Nader Masmoudi received his B.Sc. from the Lycée Louis-Le-Grand in 1994, where he came first at the Concours of Ecole Normale Supérieure and Ecole Polytechnique, and his M.Sc. from Ecole Normale Supérieure in Paris in 1996. This performance earned him the prize of the Republic of Tunisia for academic achievement. He then later received his PhD from Paris-Dauphine University in 1999 with a paper on asymptotic problems in Fluid Mechanics and his second diploma (Habilitation) from the same university on Fluid Mechanics and Gas Dynamics in 2000. Masmoudi was appointed as a researcher at the CNRS in Paris from 1998 until 2000.
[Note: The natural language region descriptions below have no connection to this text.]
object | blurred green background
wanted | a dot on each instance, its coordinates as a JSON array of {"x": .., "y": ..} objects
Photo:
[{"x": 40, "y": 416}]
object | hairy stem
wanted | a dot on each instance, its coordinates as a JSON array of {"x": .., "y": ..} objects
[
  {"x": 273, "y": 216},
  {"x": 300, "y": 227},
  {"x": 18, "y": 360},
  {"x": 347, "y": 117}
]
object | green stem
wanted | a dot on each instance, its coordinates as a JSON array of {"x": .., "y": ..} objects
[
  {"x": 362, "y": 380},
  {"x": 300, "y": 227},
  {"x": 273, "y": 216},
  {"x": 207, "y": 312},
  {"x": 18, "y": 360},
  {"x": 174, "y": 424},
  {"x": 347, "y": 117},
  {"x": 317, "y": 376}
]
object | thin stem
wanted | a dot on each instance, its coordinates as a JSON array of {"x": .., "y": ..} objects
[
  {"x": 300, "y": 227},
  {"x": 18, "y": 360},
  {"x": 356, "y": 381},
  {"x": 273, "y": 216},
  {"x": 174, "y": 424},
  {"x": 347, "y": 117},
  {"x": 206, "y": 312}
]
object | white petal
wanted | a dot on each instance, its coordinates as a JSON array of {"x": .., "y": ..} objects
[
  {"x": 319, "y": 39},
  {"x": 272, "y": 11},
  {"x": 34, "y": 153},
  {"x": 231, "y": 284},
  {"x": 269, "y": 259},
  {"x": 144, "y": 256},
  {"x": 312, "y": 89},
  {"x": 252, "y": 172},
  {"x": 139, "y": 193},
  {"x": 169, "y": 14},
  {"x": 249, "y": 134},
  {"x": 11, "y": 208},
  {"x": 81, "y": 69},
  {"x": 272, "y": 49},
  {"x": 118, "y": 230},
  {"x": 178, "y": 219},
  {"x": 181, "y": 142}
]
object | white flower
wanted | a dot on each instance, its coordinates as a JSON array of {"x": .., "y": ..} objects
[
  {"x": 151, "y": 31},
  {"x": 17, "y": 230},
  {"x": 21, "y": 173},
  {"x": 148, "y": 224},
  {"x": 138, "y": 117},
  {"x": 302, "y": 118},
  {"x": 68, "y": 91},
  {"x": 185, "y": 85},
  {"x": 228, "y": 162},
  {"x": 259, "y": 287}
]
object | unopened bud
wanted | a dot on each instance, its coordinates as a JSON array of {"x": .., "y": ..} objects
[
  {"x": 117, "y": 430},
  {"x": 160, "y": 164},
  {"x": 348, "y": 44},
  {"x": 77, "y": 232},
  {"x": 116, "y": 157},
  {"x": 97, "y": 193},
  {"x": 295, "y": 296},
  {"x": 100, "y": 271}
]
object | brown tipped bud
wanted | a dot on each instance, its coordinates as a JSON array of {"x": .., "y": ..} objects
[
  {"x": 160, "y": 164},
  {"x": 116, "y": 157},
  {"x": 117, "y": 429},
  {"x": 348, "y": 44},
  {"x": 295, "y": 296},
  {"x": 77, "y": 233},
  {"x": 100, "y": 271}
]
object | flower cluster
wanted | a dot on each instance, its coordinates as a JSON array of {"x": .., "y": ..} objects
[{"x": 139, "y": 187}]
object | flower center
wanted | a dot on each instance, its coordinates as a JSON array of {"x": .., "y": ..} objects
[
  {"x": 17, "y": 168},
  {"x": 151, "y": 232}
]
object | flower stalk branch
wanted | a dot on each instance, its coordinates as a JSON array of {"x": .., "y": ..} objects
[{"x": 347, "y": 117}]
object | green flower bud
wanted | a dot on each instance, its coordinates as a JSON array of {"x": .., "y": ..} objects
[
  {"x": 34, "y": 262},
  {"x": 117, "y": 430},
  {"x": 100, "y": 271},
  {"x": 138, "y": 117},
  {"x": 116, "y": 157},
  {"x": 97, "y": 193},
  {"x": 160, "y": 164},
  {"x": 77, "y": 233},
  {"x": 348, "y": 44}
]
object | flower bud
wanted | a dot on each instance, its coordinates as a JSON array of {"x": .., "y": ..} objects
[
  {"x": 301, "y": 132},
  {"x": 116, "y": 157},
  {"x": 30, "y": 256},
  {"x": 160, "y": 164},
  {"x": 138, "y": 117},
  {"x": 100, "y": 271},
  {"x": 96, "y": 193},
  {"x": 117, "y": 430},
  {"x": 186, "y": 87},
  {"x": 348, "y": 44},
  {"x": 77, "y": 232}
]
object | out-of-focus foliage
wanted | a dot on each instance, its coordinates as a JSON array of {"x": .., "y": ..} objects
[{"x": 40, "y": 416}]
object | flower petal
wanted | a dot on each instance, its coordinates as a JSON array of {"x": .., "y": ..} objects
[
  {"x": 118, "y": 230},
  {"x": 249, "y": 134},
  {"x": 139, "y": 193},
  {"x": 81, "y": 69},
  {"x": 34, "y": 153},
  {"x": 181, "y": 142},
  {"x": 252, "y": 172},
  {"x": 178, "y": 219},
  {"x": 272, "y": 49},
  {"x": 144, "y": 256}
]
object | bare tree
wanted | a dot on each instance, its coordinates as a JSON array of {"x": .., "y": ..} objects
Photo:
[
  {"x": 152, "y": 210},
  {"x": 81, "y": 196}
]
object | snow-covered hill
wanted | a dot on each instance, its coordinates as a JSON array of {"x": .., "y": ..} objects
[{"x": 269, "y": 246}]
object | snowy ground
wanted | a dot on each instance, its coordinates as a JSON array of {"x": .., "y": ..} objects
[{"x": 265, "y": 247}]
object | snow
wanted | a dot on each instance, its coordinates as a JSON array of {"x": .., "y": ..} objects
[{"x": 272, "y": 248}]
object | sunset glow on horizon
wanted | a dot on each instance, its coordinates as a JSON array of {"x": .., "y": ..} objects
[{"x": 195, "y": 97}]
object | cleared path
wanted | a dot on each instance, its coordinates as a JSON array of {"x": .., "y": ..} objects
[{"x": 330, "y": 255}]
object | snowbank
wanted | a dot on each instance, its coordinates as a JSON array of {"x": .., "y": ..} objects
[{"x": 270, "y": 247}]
Masmoudi then was appointed as an assistant professor at New York University in 2000 at the Courant Institute of Mathematical Science, where he later became a full professor in 2008. Focusing primarily on partial differential equations coming from physics, functional analysis, differential geometry and fluid mechanics. Currently Professor Masmoudi is a distinguished Professor of Mathematics at the New York University of Abu Dhabi and head of his Research Center on Stability, Instability and Turbulence.
Professor Masmoudi’s research has been at the forefront of Partial Differential Equations, Fluid Mechanics and Dynamical Systems for the past 20 years. He has been cited by more than 8000 papers for his works in pure and applied mathematics, and has helped discover many breakthroughs in Fluid Mechanics and especially in 2D and 3D Euler equations, the Prandtl system, which have remained unsolved since 1757. In particular he discovered that Euler’s equations do not always apply and can sometimes “blow-up” and become singular under certain conditions. This work helps to solve many problems in fluid-modeling topics ranging from airplanes and weather predictions to traffic flow and crowd management.
An author of more than 160 papers, Professor Masmoudi is an elected member of the American Academy of Arts and Sciences as of 2021. He has been recognized with numerous awards, grants and fellowships including the Sloan research Fellowship, the Best Scientific Paper Award in Annales de l’Institut Henri Poincaré, a fellowship from the National Science Foundation, a Chair from the Fondation Sciences mathematiques de Paris, the Fermat Prize, the Chair Schlumberger from the IHES in Paris, the SIAG/APDE Prize from the Society for Industrial and Applied Mathematics, the Kuwait Prize in the field of Fundamental Science from The Kuwait Foundation for the Advancement of Sciences, and the Kifra Prize from the African Institute for Mathematical Sciences. He was also a recipient of a Gold medal at the mathematical Olympiad.
This biography was written in the year the prize was awarded.